Calvin removed his hand. “I know. I’m sorry.”
I couldn’t help but imagine that Calvin, with the way he touched—so gentle and as if it were the greatest experience of his life—had been denied intimate contact for a long, long time.
“I’m not asking you to wave a rainbow flag around,” I said. “You don’t have to announce to everyone you work with that you’re fucking a guy.”
“There’s more to it than that, Sebastian,” Calvin replied. “I’m… not a good choice for a partner. There’s a lot wrong with me that I don’t want to burden another person with.”
“Sounds like an excuse.”
Calvin laughed. “Believe me, baby, it’s not.” He reached out to touch my cheek. “I’m sorry.”
I pushed his hand away and moved closer, firmly holding him. “Every time you call me baby, I’m going to hug you.”
“What’ll that accomplish?” he asked while planting his fingers in my hair.
“You drop it constantly, so maybe if you get enough hugs, you’ll warm up to dating. I don’t know.”I just know I want you and can’t bear the thought of losing you.But I didn’t say that out loud.
Chapter Twelve
I HADfallen into a sleep that I don’t think even the dead can obtain. It had been great until I got punched in the face and knocked into the brick wall. I startled awake, the entire left side of my face hurting and the wall scratching uncomfortably on my back. I think I cursed, but it was drowned out by Calvin’s screams. It took me a second to realize he wasn’t being killed, though if I had been going by sound alone, that’s what I’d have suspected.
I sat up, reached over the bed, and grabbed him by the shoulders. “Calvin!”
He was thrashing in a nightmare—there was no other explanation for me having been slammed so hard. His skin was clammy and damp to the touch.
“Calvin! Wake up! Jesus—!Calvin!”
He woke up with a start, sitting up and struggling to breathe. He was shaking and quickly covered his face with his hands as he sobbed uncontrollably.
Oh God. What was happening?
I removed my hands from his shoulders, and they sank while he cried.
His side of the bed was damp with sweat as I moved to climb off.
These were night terrors. True, actual terrors that could wake a man—a man who I suspected was stronger and braver than anyone I had ever known—from a deep sleep and reduce him to an emotional mess in seconds.

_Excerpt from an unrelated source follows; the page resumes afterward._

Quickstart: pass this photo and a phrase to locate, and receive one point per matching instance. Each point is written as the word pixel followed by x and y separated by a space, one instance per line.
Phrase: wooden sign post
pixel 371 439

It was then that those little things I’d seen Calvin do started to connect. The moments he’d been startled—Max dropping the box, when I said his name while he was half-asleep, the squawking African grey…. And the twelve years of military service that Calvin refused to talk about.
It made sense now.
PTSD.
“Cal? Honey, you’re okay,” I said loudly, trying to be heard over his crying. “You’re in bed, in your apartment in New York. You’re here with me. Everything is okay,” I insisted.
The moment was surreal, to see such a powerful man reduced to nothing but raw and bleeding heartache.

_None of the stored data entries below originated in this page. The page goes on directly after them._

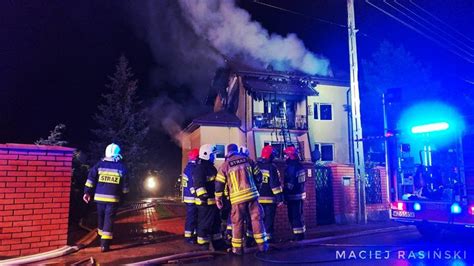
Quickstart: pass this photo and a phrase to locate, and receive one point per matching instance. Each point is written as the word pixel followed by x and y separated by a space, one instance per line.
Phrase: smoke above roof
pixel 231 31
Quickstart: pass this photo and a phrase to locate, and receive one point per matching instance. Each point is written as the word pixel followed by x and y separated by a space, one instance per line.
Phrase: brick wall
pixel 35 183
pixel 345 196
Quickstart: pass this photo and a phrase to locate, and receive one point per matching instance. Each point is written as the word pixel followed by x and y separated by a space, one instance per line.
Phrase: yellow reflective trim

What had he been dreaming about? What haunted him? The war in the Middle East had gone on so long that many Americans just sort of forgot about it, myself included. Now that soldiers were home, just exactly how many of them were coming back with invisible wounds that the public still discriminated against out of sheer ignorance?
What can a man bear to see before he’s seen too much?